O saldo mês a mês, com a linha tracejada do saldo mínimo das Premissas: onde o saldo fura essa linha, a empresa precisa de empréstimo de cobertura. E o fluxo por natureza — o caixa do mês veio da operação, de financiamento ou de investimento?
Lucro não é caixa. Este bloco existe para a empresa que "deu lucro" e mesmo assim passou o ano no vermelho da conta.
NCG, Capital Circulante Líquido e Saldo de Tesouraria, pelo modelo Fleuriet. Tesouraria negativa e caindo é o sinal clássico do efeito tesoura — a operação crescendo mais rápido do que a empresa consegue financiar.
ROIC contra WACC e a liquidez; quem traz a receita e quem consome o custo variável; o quadro de pessoal e a folha por área. Os totais empilhados batem com a DRE — se não baterem, algo no cadastro está inconsistente.
No fim, a leitura automática por regra fixa — o "e daí?" depois dos gráficos. É o mesmo texto da aba de Indicadores, trazido para cá.
Duas coisas que mudam o que o Painel mostra
Quando falta cadastro para calcular, a tela não mostra números — manda direto para a tela que está travando, com o texto "Falta preencher X". Não é erro: é o cadastro incompleto. Siga o link, preencha, volte.
E na aba Balanço, o selo diz "✓ o balanço fecha em todos os meses" ou "⚠ maior diferença R$ X". Se não fecha, o problema quase sempre está nos saldos de abertura do capítulo 2.

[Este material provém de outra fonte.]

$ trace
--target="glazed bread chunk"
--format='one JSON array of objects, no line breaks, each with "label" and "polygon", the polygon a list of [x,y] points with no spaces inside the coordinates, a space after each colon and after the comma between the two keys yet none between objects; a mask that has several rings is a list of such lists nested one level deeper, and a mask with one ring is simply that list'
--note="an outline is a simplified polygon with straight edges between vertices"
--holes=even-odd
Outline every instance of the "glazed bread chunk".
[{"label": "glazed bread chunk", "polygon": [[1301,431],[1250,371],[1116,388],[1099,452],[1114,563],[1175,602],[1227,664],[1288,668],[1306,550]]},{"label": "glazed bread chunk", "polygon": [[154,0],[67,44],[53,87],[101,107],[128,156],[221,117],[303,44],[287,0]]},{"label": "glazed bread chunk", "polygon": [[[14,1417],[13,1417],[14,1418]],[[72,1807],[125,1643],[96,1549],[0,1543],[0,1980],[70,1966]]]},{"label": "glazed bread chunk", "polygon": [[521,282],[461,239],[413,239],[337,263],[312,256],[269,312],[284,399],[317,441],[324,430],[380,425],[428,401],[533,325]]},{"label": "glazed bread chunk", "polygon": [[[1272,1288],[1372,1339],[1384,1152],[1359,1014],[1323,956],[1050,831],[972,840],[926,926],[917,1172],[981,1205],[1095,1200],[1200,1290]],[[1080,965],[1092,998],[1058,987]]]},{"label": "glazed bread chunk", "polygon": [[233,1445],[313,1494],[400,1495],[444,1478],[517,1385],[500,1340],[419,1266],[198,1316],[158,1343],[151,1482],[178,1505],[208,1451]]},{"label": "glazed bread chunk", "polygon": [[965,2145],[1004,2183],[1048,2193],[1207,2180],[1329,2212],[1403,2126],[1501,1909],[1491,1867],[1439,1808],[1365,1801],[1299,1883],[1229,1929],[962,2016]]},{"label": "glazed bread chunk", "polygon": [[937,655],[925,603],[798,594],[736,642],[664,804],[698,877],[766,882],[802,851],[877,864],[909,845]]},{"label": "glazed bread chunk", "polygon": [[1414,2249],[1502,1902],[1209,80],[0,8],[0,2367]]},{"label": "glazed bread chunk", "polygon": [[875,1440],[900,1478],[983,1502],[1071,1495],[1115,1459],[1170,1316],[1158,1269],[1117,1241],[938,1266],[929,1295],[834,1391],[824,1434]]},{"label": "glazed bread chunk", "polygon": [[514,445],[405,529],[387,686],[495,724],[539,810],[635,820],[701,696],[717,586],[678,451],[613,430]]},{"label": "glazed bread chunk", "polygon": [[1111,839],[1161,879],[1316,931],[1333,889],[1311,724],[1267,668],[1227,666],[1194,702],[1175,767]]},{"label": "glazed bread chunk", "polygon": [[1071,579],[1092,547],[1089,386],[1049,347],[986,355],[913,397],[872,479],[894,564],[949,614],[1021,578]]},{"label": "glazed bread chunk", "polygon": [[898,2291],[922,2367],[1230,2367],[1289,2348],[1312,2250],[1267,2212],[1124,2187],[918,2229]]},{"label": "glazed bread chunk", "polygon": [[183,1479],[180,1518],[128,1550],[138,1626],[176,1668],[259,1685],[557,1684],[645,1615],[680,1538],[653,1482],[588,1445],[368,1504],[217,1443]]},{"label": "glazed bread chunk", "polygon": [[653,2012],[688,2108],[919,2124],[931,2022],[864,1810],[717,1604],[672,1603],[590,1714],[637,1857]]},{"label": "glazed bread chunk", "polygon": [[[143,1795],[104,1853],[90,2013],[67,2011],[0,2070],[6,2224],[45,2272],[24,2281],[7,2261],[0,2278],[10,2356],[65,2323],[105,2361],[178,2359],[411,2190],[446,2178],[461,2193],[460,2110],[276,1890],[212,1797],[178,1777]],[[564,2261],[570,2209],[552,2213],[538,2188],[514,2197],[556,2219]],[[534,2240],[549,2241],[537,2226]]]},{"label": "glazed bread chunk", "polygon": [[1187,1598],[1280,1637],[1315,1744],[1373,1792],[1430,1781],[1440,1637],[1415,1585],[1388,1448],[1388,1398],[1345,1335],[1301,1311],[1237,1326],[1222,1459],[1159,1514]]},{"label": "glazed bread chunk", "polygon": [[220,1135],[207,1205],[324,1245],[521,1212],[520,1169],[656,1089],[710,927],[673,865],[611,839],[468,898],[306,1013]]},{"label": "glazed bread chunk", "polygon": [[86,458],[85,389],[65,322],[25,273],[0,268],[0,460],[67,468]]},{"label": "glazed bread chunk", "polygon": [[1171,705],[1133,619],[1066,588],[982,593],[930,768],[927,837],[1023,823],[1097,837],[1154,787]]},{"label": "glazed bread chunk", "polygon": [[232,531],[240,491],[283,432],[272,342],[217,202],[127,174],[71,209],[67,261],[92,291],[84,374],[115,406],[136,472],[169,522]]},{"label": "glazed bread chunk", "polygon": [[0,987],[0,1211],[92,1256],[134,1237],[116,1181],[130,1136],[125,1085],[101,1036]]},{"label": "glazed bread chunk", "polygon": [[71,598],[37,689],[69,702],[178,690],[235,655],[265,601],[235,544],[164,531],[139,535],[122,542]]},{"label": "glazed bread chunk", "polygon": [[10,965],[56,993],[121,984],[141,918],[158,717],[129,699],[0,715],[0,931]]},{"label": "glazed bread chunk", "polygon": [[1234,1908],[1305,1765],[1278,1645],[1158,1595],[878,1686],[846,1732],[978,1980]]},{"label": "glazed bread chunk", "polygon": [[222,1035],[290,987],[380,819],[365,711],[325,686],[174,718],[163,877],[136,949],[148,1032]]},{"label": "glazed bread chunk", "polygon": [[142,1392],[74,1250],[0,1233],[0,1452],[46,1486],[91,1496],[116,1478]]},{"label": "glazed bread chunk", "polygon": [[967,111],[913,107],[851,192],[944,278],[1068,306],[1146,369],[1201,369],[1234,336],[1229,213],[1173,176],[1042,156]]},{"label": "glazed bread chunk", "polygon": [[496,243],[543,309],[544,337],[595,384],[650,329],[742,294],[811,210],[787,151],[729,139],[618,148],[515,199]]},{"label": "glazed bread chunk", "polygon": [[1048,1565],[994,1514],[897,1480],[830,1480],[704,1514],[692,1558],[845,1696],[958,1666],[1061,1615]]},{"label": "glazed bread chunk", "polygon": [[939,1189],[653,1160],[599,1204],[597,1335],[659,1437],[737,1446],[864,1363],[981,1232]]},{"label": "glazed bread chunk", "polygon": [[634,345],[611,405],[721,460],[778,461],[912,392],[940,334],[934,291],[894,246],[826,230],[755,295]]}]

- Dá lucro? — Lucro Líquido e EBITDA, com as margens.
- Tem fôlego? — o menor saldo de caixa do ano, e a NCG.
- Cria valor? — o Spread (ROIC − WACC) está acima de zero?
- Só então a Receita — e lida junto com a margem, não sozinha.
- O balanço fecha em todos os meses?
- O Diagnóstico, no fim, para o "e daí?".